Thoughts on Seattle’s FOUR STORY HOUSE

10868099_10203733733045392_688664899724158240_n From the Facebook event: FOUR STORY HOUSE is a site-specific event exploding the reality of human privacy & toying with discovery of the unknown in a familiar space.

I had the opportunity and honor to be one of the few people in the city of Seattle to experience this show last Friday night, on a rainy night in early January. The premise was simple but oh, so dense. The director and creator, Antoinette Bianco, was curious about how we create when we cut ourselves off from the rest of the world, specifically in our own home from our roommates. She commissioned three other playwrights–Spike Friedman, John Leith, and Maddie Downes–to create short plays featuring 1-3 actors to be set in the intimate spaces of the producers’ actual home in the Central District.

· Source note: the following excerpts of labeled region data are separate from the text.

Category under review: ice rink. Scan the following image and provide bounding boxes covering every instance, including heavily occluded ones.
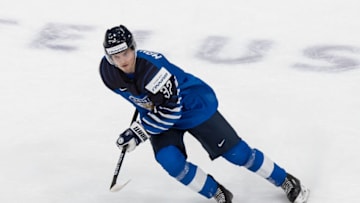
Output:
[0,0,360,203]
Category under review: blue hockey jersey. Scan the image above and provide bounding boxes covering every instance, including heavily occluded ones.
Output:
[100,50,218,135]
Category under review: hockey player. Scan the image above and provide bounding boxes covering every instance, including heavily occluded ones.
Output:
[100,25,309,203]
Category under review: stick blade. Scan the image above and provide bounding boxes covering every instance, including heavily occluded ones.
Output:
[110,180,130,192]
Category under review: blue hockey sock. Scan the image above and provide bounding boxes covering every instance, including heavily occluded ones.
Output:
[223,140,286,186]
[155,146,218,198]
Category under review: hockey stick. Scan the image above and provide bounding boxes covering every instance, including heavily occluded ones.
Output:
[110,110,139,192]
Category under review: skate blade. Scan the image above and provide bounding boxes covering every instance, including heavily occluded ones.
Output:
[294,185,310,203]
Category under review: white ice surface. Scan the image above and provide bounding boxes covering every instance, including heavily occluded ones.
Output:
[0,0,360,203]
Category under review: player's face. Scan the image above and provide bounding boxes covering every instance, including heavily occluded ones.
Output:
[111,48,135,73]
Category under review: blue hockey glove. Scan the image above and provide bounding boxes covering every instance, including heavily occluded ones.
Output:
[116,121,149,152]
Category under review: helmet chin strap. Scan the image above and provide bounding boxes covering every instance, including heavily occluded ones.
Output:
[105,46,137,68]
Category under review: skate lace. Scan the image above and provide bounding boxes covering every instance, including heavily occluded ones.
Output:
[214,188,226,203]
[281,179,294,194]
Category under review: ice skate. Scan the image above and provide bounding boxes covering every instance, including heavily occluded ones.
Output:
[281,174,310,203]
[214,184,233,203]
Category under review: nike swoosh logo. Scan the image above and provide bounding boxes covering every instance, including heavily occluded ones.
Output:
[218,139,225,148]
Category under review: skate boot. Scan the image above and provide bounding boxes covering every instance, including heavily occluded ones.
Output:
[281,174,310,203]
[214,184,233,203]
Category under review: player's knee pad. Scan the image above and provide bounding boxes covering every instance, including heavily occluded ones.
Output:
[222,140,252,166]
[155,146,186,177]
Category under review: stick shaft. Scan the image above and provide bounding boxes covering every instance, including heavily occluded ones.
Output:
[110,110,139,190]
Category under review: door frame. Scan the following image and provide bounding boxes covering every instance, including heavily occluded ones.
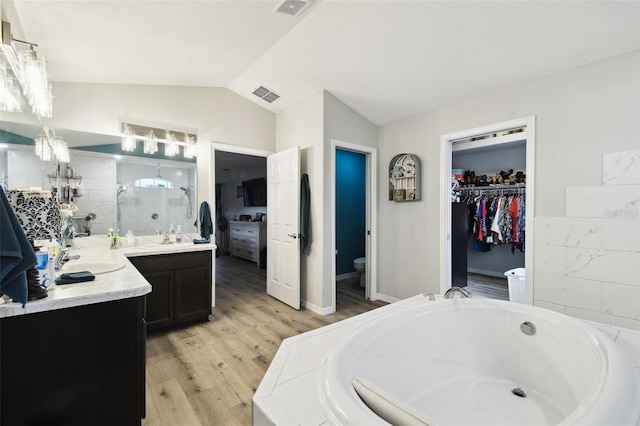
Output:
[208,142,273,306]
[439,115,536,305]
[329,139,378,313]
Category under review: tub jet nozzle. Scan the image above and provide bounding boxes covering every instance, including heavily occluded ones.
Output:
[511,388,527,398]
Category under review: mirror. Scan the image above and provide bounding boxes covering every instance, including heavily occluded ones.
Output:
[0,122,198,238]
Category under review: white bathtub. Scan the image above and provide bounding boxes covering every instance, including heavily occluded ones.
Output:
[317,299,640,425]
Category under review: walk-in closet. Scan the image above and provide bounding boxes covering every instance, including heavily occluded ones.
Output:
[451,129,527,300]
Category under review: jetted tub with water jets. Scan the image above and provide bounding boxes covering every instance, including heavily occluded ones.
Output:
[317,299,640,426]
[253,294,640,426]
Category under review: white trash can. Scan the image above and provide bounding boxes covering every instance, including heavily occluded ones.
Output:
[504,268,527,303]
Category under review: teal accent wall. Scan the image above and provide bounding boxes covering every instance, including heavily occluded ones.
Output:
[0,130,36,146]
[336,149,366,275]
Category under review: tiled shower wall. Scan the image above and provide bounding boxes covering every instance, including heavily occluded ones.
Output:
[114,164,198,239]
[534,151,640,330]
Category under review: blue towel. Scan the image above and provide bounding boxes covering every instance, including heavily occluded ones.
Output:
[199,201,213,241]
[0,189,37,306]
[300,173,311,254]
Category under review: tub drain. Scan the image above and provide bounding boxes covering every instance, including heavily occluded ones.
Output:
[511,388,527,398]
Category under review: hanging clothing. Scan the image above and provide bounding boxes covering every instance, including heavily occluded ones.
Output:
[466,193,525,252]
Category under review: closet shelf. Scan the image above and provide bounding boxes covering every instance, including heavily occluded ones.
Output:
[451,183,527,192]
[47,174,82,180]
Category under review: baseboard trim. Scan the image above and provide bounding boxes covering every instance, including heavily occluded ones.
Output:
[372,293,402,303]
[302,300,336,315]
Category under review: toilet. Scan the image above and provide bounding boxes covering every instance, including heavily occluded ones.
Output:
[353,257,367,287]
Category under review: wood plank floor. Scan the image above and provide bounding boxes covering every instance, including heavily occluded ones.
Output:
[143,256,385,426]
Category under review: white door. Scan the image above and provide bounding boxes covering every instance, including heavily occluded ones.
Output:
[267,146,300,309]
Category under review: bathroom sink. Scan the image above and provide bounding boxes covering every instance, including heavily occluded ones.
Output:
[135,243,186,251]
[60,260,124,275]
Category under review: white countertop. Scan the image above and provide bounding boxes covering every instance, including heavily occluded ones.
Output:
[0,235,215,318]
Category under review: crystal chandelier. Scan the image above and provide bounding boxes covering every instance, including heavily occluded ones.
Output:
[0,21,53,117]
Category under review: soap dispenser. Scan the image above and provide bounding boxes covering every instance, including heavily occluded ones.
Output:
[125,229,136,247]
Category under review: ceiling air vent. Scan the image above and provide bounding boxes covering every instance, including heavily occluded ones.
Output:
[273,0,312,16]
[253,86,280,103]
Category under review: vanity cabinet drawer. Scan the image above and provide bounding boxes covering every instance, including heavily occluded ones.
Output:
[129,250,212,334]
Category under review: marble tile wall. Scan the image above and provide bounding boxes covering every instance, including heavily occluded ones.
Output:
[534,151,640,330]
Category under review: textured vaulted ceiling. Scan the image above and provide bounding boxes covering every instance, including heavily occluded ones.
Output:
[2,0,640,125]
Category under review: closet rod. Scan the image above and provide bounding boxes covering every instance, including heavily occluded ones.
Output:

It was a beautiful way to start my year in theatre! Each piece was intimate and special and isolating. The logistics of the performances were handled by guides, who hand-selected small groups of audience members waiting in the living room to see each play in a different order and with different showgoing partners. I took little notice of who was in each group, because I spent my precious moments taking in the design of each room–nearly every scene was filled with deliberate junk–then being mesmerized by the actors. They all had to share a story that they were heavily mired in that the audience had to perceive through the fog of mystery.

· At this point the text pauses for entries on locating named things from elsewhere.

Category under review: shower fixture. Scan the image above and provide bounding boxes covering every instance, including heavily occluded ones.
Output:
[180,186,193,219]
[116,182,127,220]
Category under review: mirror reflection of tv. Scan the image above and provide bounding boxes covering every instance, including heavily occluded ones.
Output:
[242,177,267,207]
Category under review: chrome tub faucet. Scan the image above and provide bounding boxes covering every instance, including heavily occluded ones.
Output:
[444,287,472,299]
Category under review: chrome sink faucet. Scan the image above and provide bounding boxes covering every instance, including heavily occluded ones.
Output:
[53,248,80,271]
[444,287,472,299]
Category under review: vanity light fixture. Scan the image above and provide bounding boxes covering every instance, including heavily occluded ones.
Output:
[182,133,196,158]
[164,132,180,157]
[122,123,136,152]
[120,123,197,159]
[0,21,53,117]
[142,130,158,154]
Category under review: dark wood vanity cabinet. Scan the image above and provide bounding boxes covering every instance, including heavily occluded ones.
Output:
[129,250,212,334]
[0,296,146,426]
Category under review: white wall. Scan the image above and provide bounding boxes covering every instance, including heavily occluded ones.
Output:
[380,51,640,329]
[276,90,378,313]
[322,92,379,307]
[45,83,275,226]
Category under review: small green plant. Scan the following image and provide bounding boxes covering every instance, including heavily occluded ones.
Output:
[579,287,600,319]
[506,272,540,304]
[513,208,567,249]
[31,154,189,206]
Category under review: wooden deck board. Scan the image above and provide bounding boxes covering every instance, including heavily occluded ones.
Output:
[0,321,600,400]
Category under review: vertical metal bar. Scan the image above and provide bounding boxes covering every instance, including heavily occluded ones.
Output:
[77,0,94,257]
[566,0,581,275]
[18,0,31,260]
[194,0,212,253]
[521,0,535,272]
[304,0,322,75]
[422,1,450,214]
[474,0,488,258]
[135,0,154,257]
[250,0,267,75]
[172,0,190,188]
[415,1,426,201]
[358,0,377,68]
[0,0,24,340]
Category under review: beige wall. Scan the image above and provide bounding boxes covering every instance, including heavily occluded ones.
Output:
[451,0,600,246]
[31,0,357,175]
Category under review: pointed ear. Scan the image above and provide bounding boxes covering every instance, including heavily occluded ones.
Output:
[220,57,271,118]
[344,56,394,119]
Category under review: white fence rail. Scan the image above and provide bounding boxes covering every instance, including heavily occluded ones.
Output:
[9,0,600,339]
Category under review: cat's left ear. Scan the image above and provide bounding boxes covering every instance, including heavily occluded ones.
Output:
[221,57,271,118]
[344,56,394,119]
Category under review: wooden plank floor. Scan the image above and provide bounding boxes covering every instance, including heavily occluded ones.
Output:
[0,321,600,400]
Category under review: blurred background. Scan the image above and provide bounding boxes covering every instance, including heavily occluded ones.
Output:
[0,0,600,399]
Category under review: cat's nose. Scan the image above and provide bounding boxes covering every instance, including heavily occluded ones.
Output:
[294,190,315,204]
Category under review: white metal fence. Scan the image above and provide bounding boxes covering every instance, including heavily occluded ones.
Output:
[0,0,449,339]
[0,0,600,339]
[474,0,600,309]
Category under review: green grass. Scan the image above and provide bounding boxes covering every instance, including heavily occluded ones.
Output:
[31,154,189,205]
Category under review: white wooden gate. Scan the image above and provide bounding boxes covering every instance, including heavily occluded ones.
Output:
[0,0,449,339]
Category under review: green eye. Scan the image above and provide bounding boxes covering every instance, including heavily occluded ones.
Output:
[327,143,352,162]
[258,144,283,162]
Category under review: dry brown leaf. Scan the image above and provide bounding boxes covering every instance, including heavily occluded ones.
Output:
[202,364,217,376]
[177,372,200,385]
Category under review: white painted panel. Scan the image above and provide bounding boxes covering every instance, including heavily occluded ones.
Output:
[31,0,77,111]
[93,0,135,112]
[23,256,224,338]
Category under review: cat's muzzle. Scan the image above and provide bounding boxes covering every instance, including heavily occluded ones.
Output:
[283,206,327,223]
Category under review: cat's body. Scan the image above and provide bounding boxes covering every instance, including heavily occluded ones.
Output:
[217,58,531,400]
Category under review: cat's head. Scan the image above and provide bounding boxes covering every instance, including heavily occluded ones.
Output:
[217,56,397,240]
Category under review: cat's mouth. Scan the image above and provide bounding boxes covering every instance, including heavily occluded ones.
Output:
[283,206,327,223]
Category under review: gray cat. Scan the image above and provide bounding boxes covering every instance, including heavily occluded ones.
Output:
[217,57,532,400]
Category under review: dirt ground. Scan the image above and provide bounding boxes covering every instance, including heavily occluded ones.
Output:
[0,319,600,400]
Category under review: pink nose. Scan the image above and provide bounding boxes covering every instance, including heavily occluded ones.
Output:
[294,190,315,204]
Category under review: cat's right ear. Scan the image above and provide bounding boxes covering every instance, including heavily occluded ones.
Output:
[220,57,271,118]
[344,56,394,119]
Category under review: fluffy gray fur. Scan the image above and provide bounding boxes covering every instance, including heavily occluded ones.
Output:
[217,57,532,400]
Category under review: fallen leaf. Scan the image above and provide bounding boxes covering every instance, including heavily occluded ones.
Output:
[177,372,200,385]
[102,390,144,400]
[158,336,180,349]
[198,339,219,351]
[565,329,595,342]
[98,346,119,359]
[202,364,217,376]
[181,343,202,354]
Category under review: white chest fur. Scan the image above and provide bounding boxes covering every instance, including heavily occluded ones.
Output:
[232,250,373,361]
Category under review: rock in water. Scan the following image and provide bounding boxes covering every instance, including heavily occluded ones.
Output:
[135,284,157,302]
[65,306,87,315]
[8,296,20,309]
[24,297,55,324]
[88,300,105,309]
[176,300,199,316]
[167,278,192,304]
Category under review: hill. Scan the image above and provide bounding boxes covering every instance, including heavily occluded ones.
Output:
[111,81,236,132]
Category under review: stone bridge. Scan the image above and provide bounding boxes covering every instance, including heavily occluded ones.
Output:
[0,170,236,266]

The playwrights worked with the prompt to “consider the private spaces we inhabit within the walls of a house & the space of our minds,” crafting four distinct stories tied together thematically with ghosts, memories, and eyes toward the past or future but not the present. Characters overlapped times and sometimes didn’t interact with each other, until they intimately collided. It seemed like every audience member I heard speak afterward had a different idea of what happened in every play, and I certainly hold my own ideas about the significance of certain lines and props and such.

Overall, I thoroughly enjoyed the production. The space was warm and welcoming and intimate, much like a good ol’ fashioned house party with some theatre instead of a house band. I struggled with not being able to have my own personal space to process before and in between and after each play. I knew a lot of people who came to see the show, so I was meeting social expectations of having small talk with friends while simultaneously trying to process each play in my mind. Of course, the advantage to being tossed back into the holding area with all sorts of people who were either also in the middle of their own experience or hadn’t even started yet was that everyone had an opportunity to share new information with each other.

For such an ambitious production, I would say it was immensely successful.